Where we are today
- Boulder has a national reputation for having a great transit system!
- Our community has worked hard to build a successful Community Transit Network.
- Boulderites far exceed the national average for transit use.
Ridership on Boulder’s local transit routes has grown 300 percent since 1990.
Despite this success:
- Ridership during the last several years is declining;
- Costs are going up; and
- Under current trends, operating costs for transit will increase and local bus service hours will decline.
What we want to achieve with TMP Update
- Work with the community, Transportation Advisory Committee (TAC) , and policymakers to develop a Renewed Vision for Transit that is consistent with communitywide sustainability goals.
- Develop a vision that is grounded in an extensive outcome-based analysis with robust community input and reflects community values for transit system development in Boulder.
- Engage the community and key stakeholders through Storefront Workshops, www.bouldertransitdesign.com, www.inspireboulder.com, and public meetings to understand what the community needs and desires from a transit system.
- Work closely with the TAC to develop potential transit scenarios and performance measures that align with city and regional sustainability goals.
- Employ an evaluation process that recognizes the value of a “complete system” approach to transit development in Boulder and its surrounding communities.
A key step in creating a Renewed Vision for Transit is developing scenarios to allow the community to compare the costs and benefits of various approaches to developing a complete transit system in Boulder. Scenarios used in the planning process will illustrate clear and distinct approaches to transit system design that can be evaluated relative to performance measures and community values. The scenarios will illuminate possible futures, and are not "the" future plan.
The Renewed Vision for Transit will highlight the community’s preferred scenario and will guide long-term service and capital plans, near-terms service improvements, and monitoring programs.
The State of the System Report documents the existing conditions of the local and regional transit system and provides statistics and trends associated with the performance of the system. The report will help lay the groundwork to develop the renewed vision under the city's early action items and long-term transit strategies.
Bike & Pedestrian Innovations
Where we are today
The city is committed to increasing walking and biking while reducing car usage.
As our community has grown, so has use of the city’s extensive bicycle and pedestrian network.
Boulder bikes at 20 times the national average, and walk three times more than the national average.
Thousands of people use Boulder’s sidewalks, multi-use paths, streets, and trails everyday to exercise, shop or travel to school or work.

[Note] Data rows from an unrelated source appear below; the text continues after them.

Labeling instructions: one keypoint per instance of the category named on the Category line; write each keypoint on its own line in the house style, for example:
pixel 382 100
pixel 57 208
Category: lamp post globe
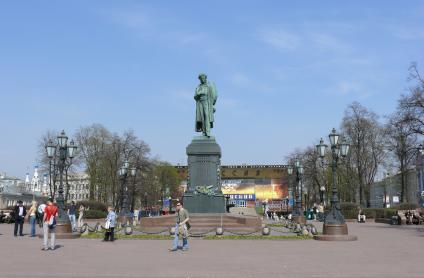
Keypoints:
pixel 71 149
pixel 321 148
pixel 51 149
pixel 133 171
pixel 62 139
pixel 335 227
pixel 289 170
pixel 334 137
pixel 62 161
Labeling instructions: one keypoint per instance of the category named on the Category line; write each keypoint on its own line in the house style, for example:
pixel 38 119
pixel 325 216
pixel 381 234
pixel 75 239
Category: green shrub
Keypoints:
pixel 349 210
pixel 406 206
pixel 379 212
pixel 94 214
pixel 93 205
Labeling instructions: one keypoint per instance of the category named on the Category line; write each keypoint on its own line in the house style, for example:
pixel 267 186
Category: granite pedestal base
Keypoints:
pixel 199 203
pixel 335 232
pixel 299 219
pixel 63 231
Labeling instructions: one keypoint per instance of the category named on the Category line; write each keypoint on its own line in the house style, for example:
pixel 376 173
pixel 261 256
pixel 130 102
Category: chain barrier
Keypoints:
pixel 280 231
pixel 241 234
pixel 202 234
pixel 151 233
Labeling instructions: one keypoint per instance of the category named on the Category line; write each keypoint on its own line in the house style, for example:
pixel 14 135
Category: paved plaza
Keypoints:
pixel 381 251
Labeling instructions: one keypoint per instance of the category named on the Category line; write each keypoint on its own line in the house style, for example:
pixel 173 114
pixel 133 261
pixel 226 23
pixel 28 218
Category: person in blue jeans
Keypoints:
pixel 111 218
pixel 180 228
pixel 33 217
pixel 72 210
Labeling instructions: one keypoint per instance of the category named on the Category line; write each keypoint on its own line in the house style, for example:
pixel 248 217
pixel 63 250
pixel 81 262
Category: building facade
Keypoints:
pixel 387 192
pixel 13 190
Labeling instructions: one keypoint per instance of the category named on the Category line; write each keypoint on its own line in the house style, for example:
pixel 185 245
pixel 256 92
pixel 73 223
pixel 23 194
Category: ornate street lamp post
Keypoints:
pixel 66 154
pixel 334 227
pixel 321 194
pixel 124 211
pixel 297 213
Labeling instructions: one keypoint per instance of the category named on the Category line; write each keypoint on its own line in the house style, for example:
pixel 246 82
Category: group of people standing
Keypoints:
pixel 45 215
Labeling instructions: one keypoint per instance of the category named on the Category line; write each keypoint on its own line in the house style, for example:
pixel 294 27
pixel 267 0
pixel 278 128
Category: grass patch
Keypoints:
pixel 257 237
pixel 120 236
pixel 210 237
pixel 276 225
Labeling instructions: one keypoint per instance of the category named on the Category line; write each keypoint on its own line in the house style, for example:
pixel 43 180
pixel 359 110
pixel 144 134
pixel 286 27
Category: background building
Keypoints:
pixel 14 189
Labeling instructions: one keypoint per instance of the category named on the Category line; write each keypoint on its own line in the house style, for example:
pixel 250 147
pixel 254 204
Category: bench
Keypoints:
pixel 410 217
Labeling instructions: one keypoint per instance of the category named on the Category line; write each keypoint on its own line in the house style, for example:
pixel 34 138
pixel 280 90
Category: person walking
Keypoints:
pixel 19 213
pixel 110 225
pixel 81 215
pixel 33 217
pixel 180 228
pixel 50 213
pixel 40 214
pixel 72 210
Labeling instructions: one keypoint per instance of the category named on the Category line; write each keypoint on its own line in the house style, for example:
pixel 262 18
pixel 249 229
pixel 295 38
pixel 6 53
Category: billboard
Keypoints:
pixel 257 189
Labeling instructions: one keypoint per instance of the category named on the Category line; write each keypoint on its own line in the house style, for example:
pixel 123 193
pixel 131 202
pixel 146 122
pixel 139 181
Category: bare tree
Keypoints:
pixel 412 105
pixel 365 133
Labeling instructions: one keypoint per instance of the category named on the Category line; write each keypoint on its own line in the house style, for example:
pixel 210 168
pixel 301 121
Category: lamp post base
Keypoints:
pixel 335 232
pixel 64 231
pixel 299 219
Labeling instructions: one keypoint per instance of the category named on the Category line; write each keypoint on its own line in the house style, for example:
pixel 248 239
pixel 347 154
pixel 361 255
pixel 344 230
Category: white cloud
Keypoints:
pixel 240 79
pixel 280 39
pixel 405 33
pixel 329 42
pixel 351 88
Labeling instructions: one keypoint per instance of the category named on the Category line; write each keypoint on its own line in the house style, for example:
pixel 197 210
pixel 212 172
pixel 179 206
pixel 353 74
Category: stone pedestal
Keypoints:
pixel 63 230
pixel 335 232
pixel 204 161
pixel 299 219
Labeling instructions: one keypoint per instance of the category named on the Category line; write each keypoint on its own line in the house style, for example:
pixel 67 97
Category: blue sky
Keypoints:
pixel 284 71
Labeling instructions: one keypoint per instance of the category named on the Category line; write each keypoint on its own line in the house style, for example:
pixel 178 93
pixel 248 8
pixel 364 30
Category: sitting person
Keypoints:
pixel 361 216
pixel 417 218
pixel 408 216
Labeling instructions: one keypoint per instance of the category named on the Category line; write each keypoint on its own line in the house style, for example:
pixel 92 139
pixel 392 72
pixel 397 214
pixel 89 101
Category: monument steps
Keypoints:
pixel 204 221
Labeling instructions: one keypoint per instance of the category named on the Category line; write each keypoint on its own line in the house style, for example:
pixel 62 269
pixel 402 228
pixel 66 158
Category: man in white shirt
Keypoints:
pixel 19 213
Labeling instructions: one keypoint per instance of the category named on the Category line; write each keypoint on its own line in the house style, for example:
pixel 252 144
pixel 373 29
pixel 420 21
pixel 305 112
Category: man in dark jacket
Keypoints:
pixel 19 213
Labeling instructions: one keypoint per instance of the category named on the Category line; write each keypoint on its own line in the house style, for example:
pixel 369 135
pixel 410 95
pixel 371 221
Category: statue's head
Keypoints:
pixel 202 78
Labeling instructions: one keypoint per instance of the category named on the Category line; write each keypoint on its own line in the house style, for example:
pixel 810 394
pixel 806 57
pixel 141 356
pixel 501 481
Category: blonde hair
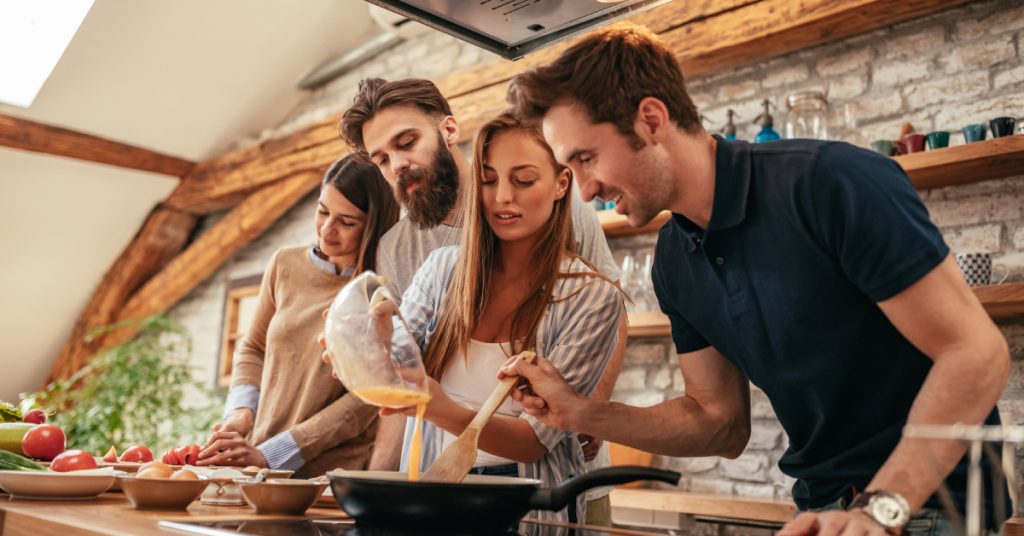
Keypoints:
pixel 470 286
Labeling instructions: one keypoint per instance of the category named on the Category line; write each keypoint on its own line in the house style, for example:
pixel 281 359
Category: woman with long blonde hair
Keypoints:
pixel 514 284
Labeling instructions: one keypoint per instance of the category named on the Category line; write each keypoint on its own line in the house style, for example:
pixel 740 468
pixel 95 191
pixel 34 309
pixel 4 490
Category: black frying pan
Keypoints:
pixel 481 502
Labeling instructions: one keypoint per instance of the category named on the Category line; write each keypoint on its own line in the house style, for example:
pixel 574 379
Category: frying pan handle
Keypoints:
pixel 558 498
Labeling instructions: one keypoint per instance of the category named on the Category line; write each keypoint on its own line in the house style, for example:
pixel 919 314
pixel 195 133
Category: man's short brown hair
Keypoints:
pixel 376 94
pixel 607 74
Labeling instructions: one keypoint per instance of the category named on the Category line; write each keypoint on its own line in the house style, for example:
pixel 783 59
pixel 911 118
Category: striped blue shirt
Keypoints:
pixel 578 335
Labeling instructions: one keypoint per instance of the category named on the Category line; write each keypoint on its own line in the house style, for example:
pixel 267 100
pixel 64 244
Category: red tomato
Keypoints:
pixel 43 442
pixel 182 455
pixel 35 416
pixel 73 460
pixel 136 453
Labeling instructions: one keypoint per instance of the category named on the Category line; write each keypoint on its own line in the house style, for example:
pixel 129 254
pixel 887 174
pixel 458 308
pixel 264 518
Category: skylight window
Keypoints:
pixel 33 36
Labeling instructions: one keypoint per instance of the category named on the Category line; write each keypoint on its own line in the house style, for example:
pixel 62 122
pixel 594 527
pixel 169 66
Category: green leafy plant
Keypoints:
pixel 133 393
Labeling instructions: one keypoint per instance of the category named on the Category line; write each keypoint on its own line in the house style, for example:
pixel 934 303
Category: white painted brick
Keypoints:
pixel 979 239
pixel 950 89
pixel 994 24
pixel 971 211
pixel 847 87
pixel 879 106
pixel 1010 77
pixel 782 77
pixel 645 354
pixel 738 90
pixel 662 378
pixel 710 486
pixel 980 55
pixel 632 378
pixel 756 491
pixel 926 43
pixel 844 63
pixel 750 467
pixel 899 73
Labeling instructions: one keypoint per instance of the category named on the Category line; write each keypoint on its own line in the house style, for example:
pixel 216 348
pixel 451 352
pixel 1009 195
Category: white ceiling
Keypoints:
pixel 186 78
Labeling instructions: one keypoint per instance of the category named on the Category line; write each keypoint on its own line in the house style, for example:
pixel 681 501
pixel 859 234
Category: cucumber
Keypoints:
pixel 9 413
pixel 11 435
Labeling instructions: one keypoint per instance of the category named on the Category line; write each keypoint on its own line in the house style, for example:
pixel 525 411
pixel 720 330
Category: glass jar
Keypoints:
pixel 808 116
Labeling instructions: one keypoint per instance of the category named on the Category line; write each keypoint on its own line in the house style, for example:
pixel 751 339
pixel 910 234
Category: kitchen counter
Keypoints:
pixel 111 513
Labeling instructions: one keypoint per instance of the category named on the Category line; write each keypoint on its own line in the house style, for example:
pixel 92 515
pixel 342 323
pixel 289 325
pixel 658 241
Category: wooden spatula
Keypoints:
pixel 458 458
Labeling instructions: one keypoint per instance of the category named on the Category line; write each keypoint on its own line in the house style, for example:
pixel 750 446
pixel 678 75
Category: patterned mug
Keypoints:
pixel 977 269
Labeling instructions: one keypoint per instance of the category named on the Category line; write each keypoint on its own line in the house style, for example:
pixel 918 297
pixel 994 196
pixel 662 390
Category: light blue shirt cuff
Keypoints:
pixel 282 452
pixel 242 397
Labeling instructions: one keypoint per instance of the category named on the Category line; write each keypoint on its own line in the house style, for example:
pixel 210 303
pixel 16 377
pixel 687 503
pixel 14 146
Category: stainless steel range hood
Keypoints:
pixel 514 28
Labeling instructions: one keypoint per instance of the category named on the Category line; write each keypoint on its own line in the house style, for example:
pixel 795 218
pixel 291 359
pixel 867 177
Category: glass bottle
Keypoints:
pixel 729 130
pixel 808 116
pixel 767 133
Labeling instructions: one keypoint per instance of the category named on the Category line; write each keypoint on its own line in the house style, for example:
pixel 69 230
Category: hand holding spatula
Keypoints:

The League of American Bicyclists recognizes Boulder, with its robust bicycle network, as a leading “Platinum” level bicycling community.
Today, Boulder has 159 center-line miles of bike facilities; in comparison the city has 305 centerline miles of roads.
The core network of Boulder’s biking and walking paths is virtually complete. Yet, there is still tremendous potential to increase trips made by foot or bike, especially in comparison to international cities such as Münster, Germany or Gronningen, Netherlands where people bike for 40 percent and walk for 55 percent of all trips, respectively.
- Complete Streets Bicycle Action Plan - May 29, 2014 open house
- Complete Streets Walk Action Plan - May 29, 2014 open house
The City of Boulder's Living Laboratory program, introduced in 2013, tests innovative new facilities with the intent to help people of all ages and abilities increase their trips by bicycling, walking, and riding the bus. Each facility treatment is installed as pilot project for duration of 12 to 18 months to allow experimentation and evaluation.
The Living Lab program is being deployed in phases of pilot projects, with qualitative and quantitative analysis, including extensive community feedback, to evaluate the potential for long-term application in Boulder.
The Phase II Living Lab program is underway. The city is considering pilot projects to repurpose travel lanes along certain multiuse arterial roadways to enhance access and safety for all modes of travel.
CU East Campus
The CU East Campus Connections Project is a joint University of Colorado and City of Boulder project.
The primary objective is to work in partnership with CU, to identify mutually agreed upon projects to “move the bar forward” on important sustainable transportation connections that will be needed in the east campus area.
Two open houses were held (March 4 and 13) to collect community input on the CU East Campus project. These public meeting were held to provide information and collect public input on the potential transportation connections in the area.